What it comes down to
Three posts, one argument, narrowing each time. Judgement belongs to humans. The architecture has to keep it there visibly. And now: when AI writes the code - and when AI is the product - the only way to keep judgement in the loop is to make the loop itself continuous, for code quality, for security, for privacy, and for the AI you're shipping.
A check as a checkpoint made sense when the door rarely opened. It doesn't open and close anymore. It's a turnstile that never stops, and a gate you walk through once a year is just decoration in front of it.
So here's the question I'd put to any team building fast with AI, the same way I closed the first two posts: where in your loop does a security, privacy, or compliance decision actually get made - and is it still being made at all, once the AI is writing most of the code and increasingly is the product? If the honest answer is "at the audit" or "in the pen test we run before release," the gap between those moments is where your real exposure lives. And it's getting wider every commit.
We built the Waivern Compliance Framework in the open precisely so that this loop is something you can read, run, and verify rather than take on faith. If the argument resonates, the source is right there: github.com/waivern-compliance.

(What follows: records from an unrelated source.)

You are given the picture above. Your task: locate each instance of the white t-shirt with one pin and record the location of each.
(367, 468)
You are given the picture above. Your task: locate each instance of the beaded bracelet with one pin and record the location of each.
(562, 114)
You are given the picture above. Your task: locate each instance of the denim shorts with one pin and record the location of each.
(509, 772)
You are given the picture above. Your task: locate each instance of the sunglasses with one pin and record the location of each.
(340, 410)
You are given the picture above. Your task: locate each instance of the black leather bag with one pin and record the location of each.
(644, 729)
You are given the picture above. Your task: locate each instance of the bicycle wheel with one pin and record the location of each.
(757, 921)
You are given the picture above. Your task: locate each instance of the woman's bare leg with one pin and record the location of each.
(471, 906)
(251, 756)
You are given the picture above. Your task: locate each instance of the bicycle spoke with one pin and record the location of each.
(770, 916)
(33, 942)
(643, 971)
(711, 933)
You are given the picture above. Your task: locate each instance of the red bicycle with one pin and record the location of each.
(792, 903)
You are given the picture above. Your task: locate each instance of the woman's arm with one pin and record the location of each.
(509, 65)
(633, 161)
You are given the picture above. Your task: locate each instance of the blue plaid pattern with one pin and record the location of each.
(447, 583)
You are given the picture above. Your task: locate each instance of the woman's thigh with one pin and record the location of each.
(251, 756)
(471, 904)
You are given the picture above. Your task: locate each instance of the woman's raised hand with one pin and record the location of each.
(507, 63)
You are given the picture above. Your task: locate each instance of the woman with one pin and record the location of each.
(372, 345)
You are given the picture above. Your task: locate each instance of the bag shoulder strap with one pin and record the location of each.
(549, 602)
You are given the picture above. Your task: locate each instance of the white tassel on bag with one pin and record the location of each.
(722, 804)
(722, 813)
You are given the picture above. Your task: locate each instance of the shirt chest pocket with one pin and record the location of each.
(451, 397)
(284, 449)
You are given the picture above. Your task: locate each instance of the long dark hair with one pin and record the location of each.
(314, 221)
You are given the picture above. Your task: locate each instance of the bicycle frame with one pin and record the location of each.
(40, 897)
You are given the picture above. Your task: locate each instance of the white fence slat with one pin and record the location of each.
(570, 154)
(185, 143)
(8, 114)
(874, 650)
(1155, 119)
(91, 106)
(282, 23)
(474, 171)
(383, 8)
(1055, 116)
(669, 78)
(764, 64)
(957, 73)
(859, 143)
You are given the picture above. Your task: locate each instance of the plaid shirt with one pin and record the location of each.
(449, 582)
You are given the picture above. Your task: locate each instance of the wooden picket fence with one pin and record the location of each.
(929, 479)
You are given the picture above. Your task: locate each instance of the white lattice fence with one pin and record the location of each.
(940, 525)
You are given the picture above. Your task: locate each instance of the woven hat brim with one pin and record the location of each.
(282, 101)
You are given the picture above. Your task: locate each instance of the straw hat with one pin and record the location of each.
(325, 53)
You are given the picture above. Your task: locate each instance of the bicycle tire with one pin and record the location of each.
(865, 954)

¹ Adam Leon Smith, "9 things to look for in compliant agentic AI" (June 2026), building on the paper "AI Agents Under EU Law: A Compliance Architecture for AI Providers" (Nannini, Leon Smith et al., arXiv:2604.04604, April 2026). The kⁿ execution-path point, the "a system prompt is not a security control" principle, and the Article 25(1)(c) provider-attribution trap are drawn from his account of how the EU AI Act's essential requirements apply to agentic systems.
This is the third of three pieces on building AI compliance honestly. Part 1 argues that regulatory judgement belongs to humans; Part 2 shows the architecture that keeps it there.
I'm CTO and co-founder of Waivern. The framework discussed here is open source. Figures on AI adoption and developer sentiment are drawn from the Stack Overflow 2025 Developer Survey, the DX Q4 2025 AI Impact Report, and related industry research current as of early 2026; the Replit incident is as reported in July 2025.
As of early June 2026, the Digital Omnibus deferral is a provisional agreement reached 7 May 2026, awaiting formal adoption and publication; until then the original 2 August 2026 high-risk date technically still stands. The point holds either way - the deadline is being moved because the means to meet it weren't ready.